Setting Your Week up For Success
Having nutritious foods readily available for you will keep you on track as it will reduce the need to buy restaurant/fast food that undoubtedly will contain a very large amount of calories. Food prepping is the best way to get around this. Whether that means cooking a bunch of food on Sunday for the week ahead or even cooking three nights of the week and ensuring you have leftovers for the next day or two. Designating an hour or two out of your week can set yourself up for the week so that you can accurately hit your macronutrient and calorie allowance.
Having readily available cooked protein is essential as we know that protein is responsible for building, maintaining and repairing muscle tissue. A barbeque or countertop grill is great for cooking larger amounts of meat at one time, but of course roasting or baking a big batch of protein such as chicken breasts, steak, tenderloin, etc and then refrigerating them will allow you to quickly and easily get a healthy high protein meal in.
It is likely best to chop vegetables or cook/steam them right before eating them as they’ll retain the most nutrients that way.
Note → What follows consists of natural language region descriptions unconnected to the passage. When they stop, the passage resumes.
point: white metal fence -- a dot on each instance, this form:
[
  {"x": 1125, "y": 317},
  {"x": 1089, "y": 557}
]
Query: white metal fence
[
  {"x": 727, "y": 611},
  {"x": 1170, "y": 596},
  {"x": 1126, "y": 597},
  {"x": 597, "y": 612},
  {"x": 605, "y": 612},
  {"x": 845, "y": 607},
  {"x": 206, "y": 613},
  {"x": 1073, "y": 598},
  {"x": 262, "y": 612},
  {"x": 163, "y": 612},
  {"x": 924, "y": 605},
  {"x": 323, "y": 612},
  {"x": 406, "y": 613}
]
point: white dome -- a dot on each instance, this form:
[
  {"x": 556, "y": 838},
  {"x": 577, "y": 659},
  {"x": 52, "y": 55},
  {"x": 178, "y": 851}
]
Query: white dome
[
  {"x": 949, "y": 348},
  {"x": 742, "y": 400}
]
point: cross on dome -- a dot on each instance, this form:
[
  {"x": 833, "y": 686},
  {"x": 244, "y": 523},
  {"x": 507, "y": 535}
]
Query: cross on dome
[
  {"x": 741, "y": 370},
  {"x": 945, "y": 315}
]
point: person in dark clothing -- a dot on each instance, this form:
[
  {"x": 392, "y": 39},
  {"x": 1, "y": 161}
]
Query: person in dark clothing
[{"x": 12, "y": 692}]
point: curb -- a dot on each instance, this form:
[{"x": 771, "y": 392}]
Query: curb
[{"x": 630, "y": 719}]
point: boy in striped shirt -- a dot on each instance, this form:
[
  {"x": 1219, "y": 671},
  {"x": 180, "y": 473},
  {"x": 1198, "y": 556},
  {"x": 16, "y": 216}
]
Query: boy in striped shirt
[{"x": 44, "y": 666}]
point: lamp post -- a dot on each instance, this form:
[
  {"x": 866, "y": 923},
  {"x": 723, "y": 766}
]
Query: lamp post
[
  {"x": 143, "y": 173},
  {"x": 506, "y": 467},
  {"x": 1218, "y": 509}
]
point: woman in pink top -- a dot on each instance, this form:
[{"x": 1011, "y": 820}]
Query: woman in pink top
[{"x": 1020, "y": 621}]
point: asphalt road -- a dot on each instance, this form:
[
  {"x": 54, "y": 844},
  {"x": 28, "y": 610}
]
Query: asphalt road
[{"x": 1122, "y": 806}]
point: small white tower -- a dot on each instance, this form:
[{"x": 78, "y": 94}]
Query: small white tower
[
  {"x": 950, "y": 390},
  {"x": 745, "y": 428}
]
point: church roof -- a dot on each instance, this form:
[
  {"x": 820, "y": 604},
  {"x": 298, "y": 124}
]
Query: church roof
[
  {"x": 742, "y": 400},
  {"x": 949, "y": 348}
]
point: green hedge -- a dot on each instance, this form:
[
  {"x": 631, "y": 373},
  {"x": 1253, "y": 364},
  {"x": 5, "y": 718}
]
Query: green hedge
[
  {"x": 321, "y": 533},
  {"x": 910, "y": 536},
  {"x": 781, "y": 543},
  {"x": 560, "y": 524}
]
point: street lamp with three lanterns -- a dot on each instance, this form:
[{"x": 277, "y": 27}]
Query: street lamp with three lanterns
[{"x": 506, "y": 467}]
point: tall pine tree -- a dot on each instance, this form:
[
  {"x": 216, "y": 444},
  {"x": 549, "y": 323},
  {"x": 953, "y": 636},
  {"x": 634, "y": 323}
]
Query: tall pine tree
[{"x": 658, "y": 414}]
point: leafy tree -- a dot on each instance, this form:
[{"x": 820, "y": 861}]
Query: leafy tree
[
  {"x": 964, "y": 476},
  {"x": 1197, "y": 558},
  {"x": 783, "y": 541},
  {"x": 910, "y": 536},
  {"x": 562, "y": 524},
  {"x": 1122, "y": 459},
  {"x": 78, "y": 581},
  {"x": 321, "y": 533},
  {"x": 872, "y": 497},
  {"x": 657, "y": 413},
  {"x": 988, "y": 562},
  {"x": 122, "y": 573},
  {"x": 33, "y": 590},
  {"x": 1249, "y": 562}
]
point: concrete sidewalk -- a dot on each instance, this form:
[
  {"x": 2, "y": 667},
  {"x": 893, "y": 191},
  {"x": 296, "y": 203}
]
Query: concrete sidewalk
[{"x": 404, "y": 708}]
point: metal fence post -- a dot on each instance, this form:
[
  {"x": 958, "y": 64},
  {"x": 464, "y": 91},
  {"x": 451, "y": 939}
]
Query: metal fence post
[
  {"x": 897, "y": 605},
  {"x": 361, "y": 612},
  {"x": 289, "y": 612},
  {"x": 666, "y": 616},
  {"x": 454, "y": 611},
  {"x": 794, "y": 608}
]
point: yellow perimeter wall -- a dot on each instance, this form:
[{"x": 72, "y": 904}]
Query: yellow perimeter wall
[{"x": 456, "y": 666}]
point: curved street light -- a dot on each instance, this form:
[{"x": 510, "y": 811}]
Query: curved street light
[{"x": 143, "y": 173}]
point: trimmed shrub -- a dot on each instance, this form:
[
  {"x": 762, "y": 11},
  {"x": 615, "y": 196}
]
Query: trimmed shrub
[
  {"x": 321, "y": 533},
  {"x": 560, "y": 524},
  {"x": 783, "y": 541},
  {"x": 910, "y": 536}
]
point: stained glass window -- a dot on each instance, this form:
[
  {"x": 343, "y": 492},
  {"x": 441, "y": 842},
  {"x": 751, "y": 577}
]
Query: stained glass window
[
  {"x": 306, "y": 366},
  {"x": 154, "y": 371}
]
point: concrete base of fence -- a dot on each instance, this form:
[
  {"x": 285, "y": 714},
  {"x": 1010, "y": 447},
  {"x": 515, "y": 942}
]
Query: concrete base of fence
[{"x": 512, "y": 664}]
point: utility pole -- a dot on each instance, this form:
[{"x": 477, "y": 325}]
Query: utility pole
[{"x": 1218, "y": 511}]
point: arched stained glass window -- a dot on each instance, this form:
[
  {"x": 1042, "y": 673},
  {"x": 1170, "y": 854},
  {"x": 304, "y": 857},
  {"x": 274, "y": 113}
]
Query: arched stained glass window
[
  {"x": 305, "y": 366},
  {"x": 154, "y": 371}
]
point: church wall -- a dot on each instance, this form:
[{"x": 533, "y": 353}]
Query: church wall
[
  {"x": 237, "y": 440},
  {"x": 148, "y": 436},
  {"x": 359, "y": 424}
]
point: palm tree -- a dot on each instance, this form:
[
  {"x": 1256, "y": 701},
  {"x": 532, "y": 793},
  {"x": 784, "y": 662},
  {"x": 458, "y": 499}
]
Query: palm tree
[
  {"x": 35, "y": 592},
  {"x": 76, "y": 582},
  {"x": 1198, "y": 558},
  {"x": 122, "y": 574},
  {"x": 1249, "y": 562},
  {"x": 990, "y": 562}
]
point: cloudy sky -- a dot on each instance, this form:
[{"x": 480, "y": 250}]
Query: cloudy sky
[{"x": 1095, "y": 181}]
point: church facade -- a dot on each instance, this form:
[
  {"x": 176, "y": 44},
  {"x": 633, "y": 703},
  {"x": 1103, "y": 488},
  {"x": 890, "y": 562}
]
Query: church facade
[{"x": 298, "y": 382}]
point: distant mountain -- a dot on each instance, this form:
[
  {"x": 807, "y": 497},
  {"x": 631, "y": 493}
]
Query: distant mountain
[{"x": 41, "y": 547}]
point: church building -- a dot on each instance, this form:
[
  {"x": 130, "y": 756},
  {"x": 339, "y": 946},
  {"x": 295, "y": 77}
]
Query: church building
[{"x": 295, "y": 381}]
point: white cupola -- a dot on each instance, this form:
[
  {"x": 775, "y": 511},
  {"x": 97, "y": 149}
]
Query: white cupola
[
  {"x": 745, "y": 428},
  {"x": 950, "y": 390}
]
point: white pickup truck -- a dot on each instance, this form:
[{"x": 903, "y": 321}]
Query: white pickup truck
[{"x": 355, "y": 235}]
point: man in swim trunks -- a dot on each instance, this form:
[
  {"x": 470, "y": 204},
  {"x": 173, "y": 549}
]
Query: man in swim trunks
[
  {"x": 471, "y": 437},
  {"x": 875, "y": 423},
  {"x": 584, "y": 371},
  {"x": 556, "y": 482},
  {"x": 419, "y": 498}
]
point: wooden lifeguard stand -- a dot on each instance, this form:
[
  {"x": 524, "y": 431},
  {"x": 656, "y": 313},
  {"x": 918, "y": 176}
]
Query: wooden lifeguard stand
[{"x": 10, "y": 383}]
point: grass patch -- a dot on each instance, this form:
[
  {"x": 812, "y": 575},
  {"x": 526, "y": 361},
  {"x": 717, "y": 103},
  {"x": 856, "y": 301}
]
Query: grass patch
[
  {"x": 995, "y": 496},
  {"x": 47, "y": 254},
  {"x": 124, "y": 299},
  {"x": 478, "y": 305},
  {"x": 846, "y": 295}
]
However, if you are pressed for time and find that you simply don’t get enough vegetables this way, your next best strategy is to chop up half of your weekly vegetable purchase as soon as you get home from grocery shopping and then chop up the rest when you’re done eating the first half.
Pre-Cooking Starchy Carbs
Depending on your daily carb allowance you very well may need more carb than the small amount you would be getting from vegetables, especially if you’re working out fairly hard and frequently. After all, carbohydrates are the body’s primary fuel source and if you’re training hard you’ll need that energy otherwise your workouts more than likely will suffer. Ok, enough about that. You’ll also want to cook up a larger amount of these carbs. I recommend things like yams, brown or wild rice, quinoa, couscous as they all contain a large amount of nutrients that are not only good for you but will keep you feeling fuller which is critical when dieting and on limited calories.
The hard work is now done and you’ve set yourself up for the week, or at least for the front half of the week depending on how much food you’ve cooked. You no longer have to rely on fast food containing a very large amount of nutrient deficient calories.